The impact of internal climate variability on OH trends between 2005 and 2014

• Published in: Environmental research letters Vol. 19; no. 6; pp. 64032 - 64041
• Main Authors: Zhu, Qindan, Fiore, Arlene M, Correa, Gus, Lamarque, Jean-Francois, Worden, Helen
• Format: Journal Article
• Language: English
• Published: Bristol IOP Publishing 01.06.2024
• Subjects: Air pollution; Air quality; chemistry-climate interaction; Climate models; Climate variability; Greenhouse gases; hydroxyl radical; Hydroxyl radicals; Initial conditions; machine learning; Meteorological parameters; methane; Neural networks; Oxidants; Oxidizing agents; Satellite observation; satellite observations; Trends; South America
• ISSN: 1748-9326; 1748-9326
• DOI: 10.1088/1748-9326/ad4b47

The hydroxyl radical (OH) lies at the nexus of climate and air quality as the primary oxidant for both reactive greenhouse gases and many hazardous air pollutants. To better understand the role of climate variability on spatiotemporal patterns of OH, we utilize a 13-member ensemble of the Community Earth System Model version 2-Whole Atmosphere Community Climate Model version 6 (CESM2-WACCM6), a fully coupled chemistry-climate model, spanning the years 1950–2014. Ensemble members vary only in their initial conditions of the climate state in 1950. We focus on the final decade of the simulation, 2005–2014, when prior studies disagree on the signs of the global OH trends. The ensemble mean global airmass-weighted mean tropospheric column OH ( Ω TOH ), which is an estimate of the forced signal, increases by 0.06%/year between 2005 and 2014 while regional Ω TOH trends range from −0.56%/year over Southern Europe to +0.64%/year over South America. We show that ten-year Ω TOH trends are strongly affected by internal climate variability, as the spread of Ω TOH trends across the ensemble varies between 0.23%/year in Asia and 1.53%/year in South America. We train a fully connected neural network to emulate the Ω TOH simulated by the CESM2-WACCM6 model and combine it with satellite observations to interpret the role of OH chemical proxies.
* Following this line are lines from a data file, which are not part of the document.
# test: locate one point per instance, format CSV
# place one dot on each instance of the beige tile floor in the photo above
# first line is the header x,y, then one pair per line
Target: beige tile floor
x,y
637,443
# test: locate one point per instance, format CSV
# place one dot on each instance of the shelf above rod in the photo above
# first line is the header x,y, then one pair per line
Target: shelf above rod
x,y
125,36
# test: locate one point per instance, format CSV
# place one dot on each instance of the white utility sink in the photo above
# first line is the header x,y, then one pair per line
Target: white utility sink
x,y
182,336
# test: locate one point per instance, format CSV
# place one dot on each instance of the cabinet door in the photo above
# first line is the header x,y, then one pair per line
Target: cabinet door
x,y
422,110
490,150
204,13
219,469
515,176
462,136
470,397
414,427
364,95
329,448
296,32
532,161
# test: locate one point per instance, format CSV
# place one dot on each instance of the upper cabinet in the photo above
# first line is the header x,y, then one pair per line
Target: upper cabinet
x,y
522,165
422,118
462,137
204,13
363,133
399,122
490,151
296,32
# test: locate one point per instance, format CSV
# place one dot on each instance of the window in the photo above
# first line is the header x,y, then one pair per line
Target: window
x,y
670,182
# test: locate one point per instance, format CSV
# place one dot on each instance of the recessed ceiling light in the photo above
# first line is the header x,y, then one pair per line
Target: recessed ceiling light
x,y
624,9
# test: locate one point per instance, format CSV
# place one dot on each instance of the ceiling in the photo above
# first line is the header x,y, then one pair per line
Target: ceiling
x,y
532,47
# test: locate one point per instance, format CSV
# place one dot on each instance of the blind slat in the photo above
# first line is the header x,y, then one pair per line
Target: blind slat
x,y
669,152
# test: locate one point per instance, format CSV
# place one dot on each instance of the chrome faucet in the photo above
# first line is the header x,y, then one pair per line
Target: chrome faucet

While the OH chemical proxies are subject to internal variability, the impact of internal variability on Ω TOH trends is primarily due to the meteorological parameters except for South America. Forced trends in global mean Ω TOH do not unambiguously emerge from trends driven by internal variability over the 2005–2014 period. The observation-constrained Ω TOH presents opposite trends due to climate variability, resulting in varying conclusions on the attribution of OH to CH 4 trends.